With this strategy, combinations of lncRNAs that can serve as potential master regulator of genes in clinically-relevant, co-expression lncRNA-mRNA networks in pertinent cancer pathways were identified.

Results

Differentially expressed lncRNAs and mRNAs in HCC tissues

A genome-wide expression profile of the tumor versus non-tumorous liver in 49 HCC patients was performed to identify differentially expressed lncRNAs and mRNAs. A total of 40,173 lncRNAs and 20,730 mRNAs were interrogated using the Arraystar Human LncRNA Array V4.0. 16,553 lncRNA transcripts and 17,261 mRNA transcripts are expressed in more than 50% of the total samples. Using FDR corrected P value of < 0.05 and absolute fold change of > 2.0, 1,500 (424 up-regulated and 1,076 down-regulated) lncRNA and 1,983 (746 up-regulated and 1,237 down-regulated) mRNA transcripts are differentially expressed between HCC tumour tissues and adjacent non-tumourous tissues (Fig. 1b). Unsupervised hierarchical clustering is able to differentiate the HCC tumour from adjacent non-tumourous tissues, suggesting the expression of lncRNAs and mRNAs are different between HCC tumour and the adjacent non-tumourous tissues (Fig. 1b).

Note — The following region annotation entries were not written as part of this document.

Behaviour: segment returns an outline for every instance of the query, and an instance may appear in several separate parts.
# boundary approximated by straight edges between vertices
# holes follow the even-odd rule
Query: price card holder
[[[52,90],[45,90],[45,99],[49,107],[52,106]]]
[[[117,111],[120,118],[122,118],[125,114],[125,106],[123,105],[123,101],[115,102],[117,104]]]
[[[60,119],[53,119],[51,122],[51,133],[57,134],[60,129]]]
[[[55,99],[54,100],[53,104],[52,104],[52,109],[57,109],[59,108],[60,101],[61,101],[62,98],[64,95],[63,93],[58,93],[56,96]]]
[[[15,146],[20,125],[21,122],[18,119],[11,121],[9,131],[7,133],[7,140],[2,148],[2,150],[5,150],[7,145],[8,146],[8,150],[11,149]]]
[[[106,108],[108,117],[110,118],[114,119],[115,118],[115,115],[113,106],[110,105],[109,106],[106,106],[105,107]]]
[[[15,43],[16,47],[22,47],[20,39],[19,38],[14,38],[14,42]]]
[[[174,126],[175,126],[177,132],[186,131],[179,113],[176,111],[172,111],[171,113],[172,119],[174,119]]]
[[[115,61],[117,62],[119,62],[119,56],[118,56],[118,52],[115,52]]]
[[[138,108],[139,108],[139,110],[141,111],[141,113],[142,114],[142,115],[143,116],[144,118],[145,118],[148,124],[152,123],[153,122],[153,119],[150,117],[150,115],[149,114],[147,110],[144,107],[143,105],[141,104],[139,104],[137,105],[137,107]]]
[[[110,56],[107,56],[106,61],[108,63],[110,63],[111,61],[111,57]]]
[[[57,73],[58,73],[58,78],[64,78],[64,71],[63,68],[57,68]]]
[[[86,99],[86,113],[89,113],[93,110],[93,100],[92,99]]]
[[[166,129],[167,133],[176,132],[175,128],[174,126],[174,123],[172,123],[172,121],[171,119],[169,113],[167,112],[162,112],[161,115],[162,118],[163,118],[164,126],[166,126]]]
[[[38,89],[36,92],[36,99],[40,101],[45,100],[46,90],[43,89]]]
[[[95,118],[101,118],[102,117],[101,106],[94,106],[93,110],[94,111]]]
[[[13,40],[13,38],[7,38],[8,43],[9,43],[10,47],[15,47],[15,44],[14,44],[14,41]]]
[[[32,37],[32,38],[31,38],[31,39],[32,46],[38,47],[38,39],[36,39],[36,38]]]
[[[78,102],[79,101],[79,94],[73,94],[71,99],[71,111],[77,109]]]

Co-expression between differentially expressed lncRNAs and mRNAs

The “Guilt-by-association” model was employed to understand the pathways enriched with deregulated protein-coding genes that are co-expressed with the deregulated lncRNAs15,16. Pearson correlation analyses was performed on 1,500 differentially expressed lncRNAs and 1983 differentially expressed mRNAs transcripts to identify significantly co-expressed lncRNA-mRNA pairs. With a |R|≥ 0.90 threshold, a total of 1553 lncRNAs-mRNA co-expressing pairs, comprising 339 lncRNA and 269 mRNA transcripts were identified. Notably, none of the 1553 co-expression pairs were inversely correlated. The co-expressing pairs comprise 28 up-regulated lncRNAs whose expression correlated with 108 up-regulated mRNAs and 311 down-regulated lncRNAs whose expression correlated with 161 down-regulated mRNAs (Fig. 2a). Among the 1553 co-expression pairs, 14 pairs are identified as having a cis relationship (defined as lncRNAs co-expressed with its nearest protein coding genes). To explore the functions of the genes strongly correlated with the lncRNAs, pathway analysis was carried out on the 108 up-regulated mRNAs and 161 down-regulated mRNAs transcripts using ConsensusPathDB database, respectively24,25. Our results showed that the up-regulated associated mRNAs were mostly enriched in cell cycle pathways, Rho GTPases signaling pathways and transcription pathways (Fig. 2b), while down-regulated associated mRNAs were mostly enriched in metallothionein, fructose and mannose metabolism, fatty acid metabolism and drug metabolism (Fig. 2c).

Figure 2
figure 2

(a) Summary of correlation between differentially expressed lncRNAs and mRNAs. Red: Upregulation in T versus NT; green: downregulation in T versus NT. Strong positive correlation with |R|≥ 0.9 is shown as dotted black lines with light grey background. Number of differentially expressed lncRNAs/mRNAs that has |R|≥ 0.9 are shown within the thick black boxes with white fonts. Small black boxes with grey background represents number of correlations that is also in cis-relationship. (b) Pathways of upregulated strongly correlated genes are mainly related to cell cycle, signaling pathways and transcription pathways. (c) Pathways of downregulated strongly correlated genes are mainly related to fatty acid metabolism, drug metabolism, fructose and mannose metabolisms and metallothioneins.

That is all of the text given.